Vielfältiger aufgebaut durch Küstenebenen (Aydin, Izmir, Bergama), Breite Ost- Westtalfurchen im westlichen Tief- und Hügelland, hohe nord- südliche Gebirgsmassive (1800-2300 m.), abgeschlossene kontinentale Hochbecken. Das Kaz Dagi-Massiv im Norden schützt gegen winterliche Kaltlufteinbrüche, Westtaurus schwächt das mediterrane Klima ab. Der ägäische Beckenraum setzt sich im thrakischen Tiefland fort, welches ein typisches, kaum gegliedertes Steppenwaldgebiet darstellt. Das kreuzweise Nord-Süd- und Ost-Weststreichen hat auch eine komplizierte Küstenlinie mit vielen Inseln, Buchten und kleinen Bergen geschaffen. Entlang der tektonischen Linien fließen Großer und Kleiner Menderes-und Gediz-Fluß zum Meer.

d) Südanatolische Randgebirge

West-Taurus : Der mächtige Iykische Taurusbogen (Fethiye-Silifke) mit ausgeprägten Bergketten hat teilweise plateauartigen Charakter. Östlich der Linie Antalya-Isparta sind nordöstlich-südwestlich streichende Ketten typisch, die in den Bey Daglari (3086 m.) gipfeln. Weiter westlich unregelmäßige Bergklötze. Zahlreiche Dolinenartige Hochflächen (800-1200 m.) mehrere, teilweise perennierend und salzhaltige Steppenseen sind in der nördlichen Synklinale eingebettet (Beysehir Gölü und Egridir Gölü).

Mittel-Taurus: (westlich des Gülek Bogazi)-Passes bei Adana). Vorgelagert sind die mediterranen Ebenen von Adana, Silifke und Antalya und im Norden das zentralanatolische Steppenhochland. Der Kettencharakter der kilikischen Taurusberge ist mehr in den inneren Ketten ausgeprägt, besonders im Bolkar Dagi-Gebiet 3585 m.; Akdag 2750 m.. Die Pässe liegen um 1500-1700 m..
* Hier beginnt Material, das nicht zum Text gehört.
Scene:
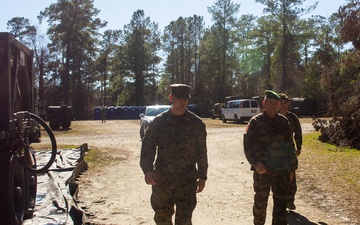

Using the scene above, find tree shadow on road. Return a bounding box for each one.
[287,211,328,225]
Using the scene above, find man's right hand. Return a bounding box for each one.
[254,162,267,174]
[145,171,156,185]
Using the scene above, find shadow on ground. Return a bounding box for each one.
[287,211,328,225]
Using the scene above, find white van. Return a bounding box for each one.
[221,99,260,123]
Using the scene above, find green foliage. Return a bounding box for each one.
[8,0,360,119]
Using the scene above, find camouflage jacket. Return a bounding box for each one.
[285,111,302,150]
[140,110,208,180]
[244,112,297,173]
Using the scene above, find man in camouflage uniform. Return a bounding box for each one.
[244,91,297,225]
[279,93,302,210]
[140,84,208,225]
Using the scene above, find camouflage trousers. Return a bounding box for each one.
[253,171,290,225]
[287,170,297,203]
[151,179,197,225]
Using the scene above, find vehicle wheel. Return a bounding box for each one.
[221,114,226,123]
[0,152,25,225]
[24,147,37,219]
[234,115,239,123]
[49,118,61,130]
[61,120,71,130]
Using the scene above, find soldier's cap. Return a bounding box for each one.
[279,93,289,100]
[170,84,191,98]
[265,90,280,100]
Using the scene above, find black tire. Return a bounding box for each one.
[20,112,57,174]
[61,120,71,130]
[0,150,25,225]
[49,118,61,130]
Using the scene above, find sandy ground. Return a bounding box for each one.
[55,119,359,225]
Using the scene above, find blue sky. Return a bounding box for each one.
[0,0,346,33]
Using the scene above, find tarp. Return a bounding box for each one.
[23,144,88,225]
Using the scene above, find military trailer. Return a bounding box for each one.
[0,32,57,225]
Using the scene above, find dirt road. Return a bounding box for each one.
[56,119,357,225]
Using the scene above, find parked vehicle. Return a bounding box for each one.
[221,99,260,123]
[139,105,171,140]
[211,102,225,119]
[46,105,74,130]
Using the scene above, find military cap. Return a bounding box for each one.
[265,90,280,100]
[170,84,191,98]
[279,93,289,100]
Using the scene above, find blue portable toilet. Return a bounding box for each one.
[94,106,101,120]
[115,106,122,120]
[106,106,116,120]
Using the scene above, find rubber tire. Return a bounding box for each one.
[0,150,25,225]
[49,118,61,130]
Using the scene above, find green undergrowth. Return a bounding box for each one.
[300,132,360,193]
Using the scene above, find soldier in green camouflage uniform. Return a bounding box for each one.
[244,91,297,225]
[140,84,208,225]
[279,93,302,210]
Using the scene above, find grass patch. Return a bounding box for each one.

Ost-Taurus: Im vegetationskundlich engeren Sinne liegt die Grenze bei der Linie Malatya- Sivas (vgl. Zedern-Areal). Abweichend vom Mittleren Taurus treten mehrere parallele Kettensysteme auf, die sich weiter östlich auffächern. Die inneren Ketten bilden die Wasserscheide. Gipfelflur: Aladag 3734 m., Bey Dagi 3054 m., Nuruhak Dagi 3090 m.. Der Ost-Taurus gilt noch als Küstengebirge. Ein nord-südlicher Auffächerungszug endet beim Erciyas Dagi (3916 m.).
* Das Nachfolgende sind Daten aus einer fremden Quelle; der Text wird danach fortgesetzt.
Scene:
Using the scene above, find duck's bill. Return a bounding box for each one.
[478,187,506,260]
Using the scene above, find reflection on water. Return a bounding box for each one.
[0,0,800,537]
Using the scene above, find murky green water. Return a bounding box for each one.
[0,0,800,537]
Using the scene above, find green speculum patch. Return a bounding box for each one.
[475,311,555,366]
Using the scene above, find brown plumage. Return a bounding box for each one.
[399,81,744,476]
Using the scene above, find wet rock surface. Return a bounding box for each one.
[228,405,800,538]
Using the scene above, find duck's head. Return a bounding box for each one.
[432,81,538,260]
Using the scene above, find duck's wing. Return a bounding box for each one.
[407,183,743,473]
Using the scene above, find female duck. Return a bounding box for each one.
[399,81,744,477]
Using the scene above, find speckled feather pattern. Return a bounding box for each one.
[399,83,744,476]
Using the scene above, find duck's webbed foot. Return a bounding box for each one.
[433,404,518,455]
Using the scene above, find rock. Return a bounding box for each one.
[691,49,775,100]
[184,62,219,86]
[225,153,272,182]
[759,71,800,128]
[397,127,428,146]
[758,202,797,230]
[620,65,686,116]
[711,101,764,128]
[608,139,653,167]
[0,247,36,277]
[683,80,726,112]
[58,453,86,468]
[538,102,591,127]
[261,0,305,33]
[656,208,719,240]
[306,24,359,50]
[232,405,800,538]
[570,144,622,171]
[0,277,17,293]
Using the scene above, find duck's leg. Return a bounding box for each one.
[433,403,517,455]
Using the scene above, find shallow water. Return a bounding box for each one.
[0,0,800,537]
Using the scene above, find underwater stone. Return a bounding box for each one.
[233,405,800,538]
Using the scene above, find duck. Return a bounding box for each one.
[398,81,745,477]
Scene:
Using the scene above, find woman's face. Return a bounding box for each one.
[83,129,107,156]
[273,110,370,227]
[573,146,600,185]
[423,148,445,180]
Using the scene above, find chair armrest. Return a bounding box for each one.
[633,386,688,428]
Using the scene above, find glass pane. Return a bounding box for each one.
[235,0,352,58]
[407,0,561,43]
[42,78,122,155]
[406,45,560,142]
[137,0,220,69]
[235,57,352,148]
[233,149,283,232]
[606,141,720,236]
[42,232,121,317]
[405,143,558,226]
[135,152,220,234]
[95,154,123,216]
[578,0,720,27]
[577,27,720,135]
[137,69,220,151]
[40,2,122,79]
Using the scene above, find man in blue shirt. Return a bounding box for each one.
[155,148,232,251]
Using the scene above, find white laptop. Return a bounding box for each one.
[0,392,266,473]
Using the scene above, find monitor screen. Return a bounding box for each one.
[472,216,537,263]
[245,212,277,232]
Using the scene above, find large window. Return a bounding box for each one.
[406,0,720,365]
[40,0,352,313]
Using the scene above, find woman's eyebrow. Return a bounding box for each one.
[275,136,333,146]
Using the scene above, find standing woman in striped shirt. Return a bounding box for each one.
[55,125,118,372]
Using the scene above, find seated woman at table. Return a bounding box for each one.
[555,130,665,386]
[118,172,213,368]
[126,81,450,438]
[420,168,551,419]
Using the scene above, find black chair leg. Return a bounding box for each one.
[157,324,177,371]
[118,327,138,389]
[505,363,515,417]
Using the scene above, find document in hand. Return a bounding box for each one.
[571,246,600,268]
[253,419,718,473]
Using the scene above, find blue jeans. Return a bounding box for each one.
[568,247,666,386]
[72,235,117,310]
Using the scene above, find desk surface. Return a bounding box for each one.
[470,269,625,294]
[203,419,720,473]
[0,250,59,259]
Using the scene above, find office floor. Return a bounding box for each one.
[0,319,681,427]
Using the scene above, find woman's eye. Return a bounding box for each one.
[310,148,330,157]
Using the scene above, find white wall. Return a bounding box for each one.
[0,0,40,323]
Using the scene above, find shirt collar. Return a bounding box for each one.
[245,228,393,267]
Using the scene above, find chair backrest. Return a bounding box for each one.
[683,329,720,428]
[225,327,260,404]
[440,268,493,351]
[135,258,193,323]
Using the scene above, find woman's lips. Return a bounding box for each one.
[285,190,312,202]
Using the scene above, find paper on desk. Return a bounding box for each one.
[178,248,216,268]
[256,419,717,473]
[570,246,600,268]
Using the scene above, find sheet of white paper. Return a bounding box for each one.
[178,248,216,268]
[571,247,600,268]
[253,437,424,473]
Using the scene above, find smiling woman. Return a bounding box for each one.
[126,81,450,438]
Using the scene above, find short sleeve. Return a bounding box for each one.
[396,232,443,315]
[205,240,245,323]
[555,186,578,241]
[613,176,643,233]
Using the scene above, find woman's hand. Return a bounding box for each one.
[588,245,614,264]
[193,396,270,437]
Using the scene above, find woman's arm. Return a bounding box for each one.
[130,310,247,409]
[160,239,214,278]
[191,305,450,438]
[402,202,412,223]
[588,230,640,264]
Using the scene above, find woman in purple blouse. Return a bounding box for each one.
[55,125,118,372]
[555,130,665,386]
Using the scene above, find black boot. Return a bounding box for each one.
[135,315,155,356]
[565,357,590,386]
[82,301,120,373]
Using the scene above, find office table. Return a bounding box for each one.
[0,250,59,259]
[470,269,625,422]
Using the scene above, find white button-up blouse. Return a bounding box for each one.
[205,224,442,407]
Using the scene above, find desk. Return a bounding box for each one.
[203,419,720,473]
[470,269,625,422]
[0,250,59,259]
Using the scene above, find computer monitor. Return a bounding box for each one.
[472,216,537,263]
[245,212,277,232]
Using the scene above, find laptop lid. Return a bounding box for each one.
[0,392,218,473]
Südöstliche Taurus- Ausläufer: Die aufgefächerten Binnenlandketten liegen zwischen der mesopotamischen (syrischen- irakischen) Tiefebene (500-800 m.) und dem Ararat- Hochland. Das äußerste Kettensystem beginnt mit dem Amanus (Gavur Dagi 2262 m.) und umfasst die Güneydogu Toroslar mit relativ hoher Gipfelflur (Akdag, 2961 m, Malato Dagi, 2967 m.). Die Hauptkette ist noch höher (Munzur Daglari, 3250 m., Bingöl Daglari, 3250 m.). Die Ketten setzen sich nach Osten bis Hakkari und zum gletscherbedeckten Cilo Dagi- Gebiet (4168 m.) fort. Weite Becken (Mus) sind eingebettet, ebenso der Van-See.
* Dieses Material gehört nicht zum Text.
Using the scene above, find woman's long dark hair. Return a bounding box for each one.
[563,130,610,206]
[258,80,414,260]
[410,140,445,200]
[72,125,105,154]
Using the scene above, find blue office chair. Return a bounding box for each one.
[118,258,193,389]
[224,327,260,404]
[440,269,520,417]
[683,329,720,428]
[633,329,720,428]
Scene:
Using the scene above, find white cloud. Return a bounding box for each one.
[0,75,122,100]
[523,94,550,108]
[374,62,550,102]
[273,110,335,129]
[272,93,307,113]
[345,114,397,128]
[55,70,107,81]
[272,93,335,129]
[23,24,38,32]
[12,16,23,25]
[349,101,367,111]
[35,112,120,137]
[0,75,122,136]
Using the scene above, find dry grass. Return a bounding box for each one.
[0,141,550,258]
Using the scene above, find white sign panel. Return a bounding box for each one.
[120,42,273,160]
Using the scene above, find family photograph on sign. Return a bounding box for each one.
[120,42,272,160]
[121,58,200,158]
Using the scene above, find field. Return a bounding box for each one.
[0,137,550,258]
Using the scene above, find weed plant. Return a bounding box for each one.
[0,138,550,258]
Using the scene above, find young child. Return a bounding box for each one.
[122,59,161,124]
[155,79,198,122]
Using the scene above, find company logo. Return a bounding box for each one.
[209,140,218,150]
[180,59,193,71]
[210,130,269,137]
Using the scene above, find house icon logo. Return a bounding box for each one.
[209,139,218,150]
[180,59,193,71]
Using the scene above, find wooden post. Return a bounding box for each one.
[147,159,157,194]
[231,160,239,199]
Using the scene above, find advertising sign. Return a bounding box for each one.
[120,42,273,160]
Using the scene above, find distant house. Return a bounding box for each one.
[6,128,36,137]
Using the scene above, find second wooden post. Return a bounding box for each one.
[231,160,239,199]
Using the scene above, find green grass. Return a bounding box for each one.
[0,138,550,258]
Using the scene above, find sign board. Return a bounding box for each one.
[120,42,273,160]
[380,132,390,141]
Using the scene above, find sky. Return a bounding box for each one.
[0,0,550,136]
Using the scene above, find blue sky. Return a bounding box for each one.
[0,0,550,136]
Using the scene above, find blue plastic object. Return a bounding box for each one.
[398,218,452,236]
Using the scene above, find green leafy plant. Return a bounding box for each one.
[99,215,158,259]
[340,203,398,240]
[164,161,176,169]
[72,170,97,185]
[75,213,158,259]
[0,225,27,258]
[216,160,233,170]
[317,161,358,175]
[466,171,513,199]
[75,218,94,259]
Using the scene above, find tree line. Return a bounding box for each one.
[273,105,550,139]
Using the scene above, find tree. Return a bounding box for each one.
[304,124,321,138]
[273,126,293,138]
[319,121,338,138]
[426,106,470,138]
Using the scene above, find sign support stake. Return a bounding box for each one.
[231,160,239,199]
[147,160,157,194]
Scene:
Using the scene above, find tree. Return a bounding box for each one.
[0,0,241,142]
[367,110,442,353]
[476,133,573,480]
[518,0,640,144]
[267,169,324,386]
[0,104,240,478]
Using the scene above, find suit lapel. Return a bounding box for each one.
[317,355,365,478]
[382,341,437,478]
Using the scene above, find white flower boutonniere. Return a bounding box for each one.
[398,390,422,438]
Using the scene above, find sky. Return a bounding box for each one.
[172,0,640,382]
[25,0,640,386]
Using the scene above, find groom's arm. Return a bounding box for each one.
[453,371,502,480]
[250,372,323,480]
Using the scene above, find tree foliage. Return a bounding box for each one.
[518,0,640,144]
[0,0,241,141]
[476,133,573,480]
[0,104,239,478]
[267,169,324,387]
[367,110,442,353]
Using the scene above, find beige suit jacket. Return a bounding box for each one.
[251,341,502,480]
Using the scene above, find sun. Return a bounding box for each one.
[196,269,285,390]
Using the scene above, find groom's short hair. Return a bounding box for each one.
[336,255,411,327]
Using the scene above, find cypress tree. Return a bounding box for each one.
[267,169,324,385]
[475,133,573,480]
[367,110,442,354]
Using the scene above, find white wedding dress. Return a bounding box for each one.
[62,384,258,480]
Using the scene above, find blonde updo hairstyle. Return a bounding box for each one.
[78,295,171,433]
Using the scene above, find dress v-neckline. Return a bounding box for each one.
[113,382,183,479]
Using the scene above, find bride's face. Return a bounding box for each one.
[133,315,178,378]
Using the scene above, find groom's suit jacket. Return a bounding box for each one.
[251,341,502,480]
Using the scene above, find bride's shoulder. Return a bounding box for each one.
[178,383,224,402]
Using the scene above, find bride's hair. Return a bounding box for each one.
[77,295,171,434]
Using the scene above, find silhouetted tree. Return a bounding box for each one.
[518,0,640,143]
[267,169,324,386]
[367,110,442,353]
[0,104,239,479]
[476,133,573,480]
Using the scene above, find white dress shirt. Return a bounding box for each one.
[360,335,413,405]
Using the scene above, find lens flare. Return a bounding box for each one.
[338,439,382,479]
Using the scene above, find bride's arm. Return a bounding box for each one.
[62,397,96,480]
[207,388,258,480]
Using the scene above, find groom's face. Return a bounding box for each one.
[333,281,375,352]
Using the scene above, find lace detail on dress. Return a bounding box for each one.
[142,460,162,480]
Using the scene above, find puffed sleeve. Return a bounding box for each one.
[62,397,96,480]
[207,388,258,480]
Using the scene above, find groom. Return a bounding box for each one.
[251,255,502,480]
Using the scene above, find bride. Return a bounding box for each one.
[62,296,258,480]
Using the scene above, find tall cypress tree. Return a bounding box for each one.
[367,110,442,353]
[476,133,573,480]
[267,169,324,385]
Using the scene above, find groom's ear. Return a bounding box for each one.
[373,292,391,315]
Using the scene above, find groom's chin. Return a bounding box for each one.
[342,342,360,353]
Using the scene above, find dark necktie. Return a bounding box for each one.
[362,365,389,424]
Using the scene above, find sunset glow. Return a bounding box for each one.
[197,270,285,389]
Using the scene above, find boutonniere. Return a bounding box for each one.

Südöstliche Taurus-Vorlandzone: Am Ost-Taurus schließt in 500-800 m. Höhe ein Tiefland (Diyarbakir, Gaziantep, Urfa, Mardin) an, dessen Kreide-und Tertiärschicten meist von Bassalt decken überlagert sind. Hier beginnen die Steppen Syriens und Mesopotamiens. Das südostanatolische Hochland wird von Euphrat und Tigris durchbrochen.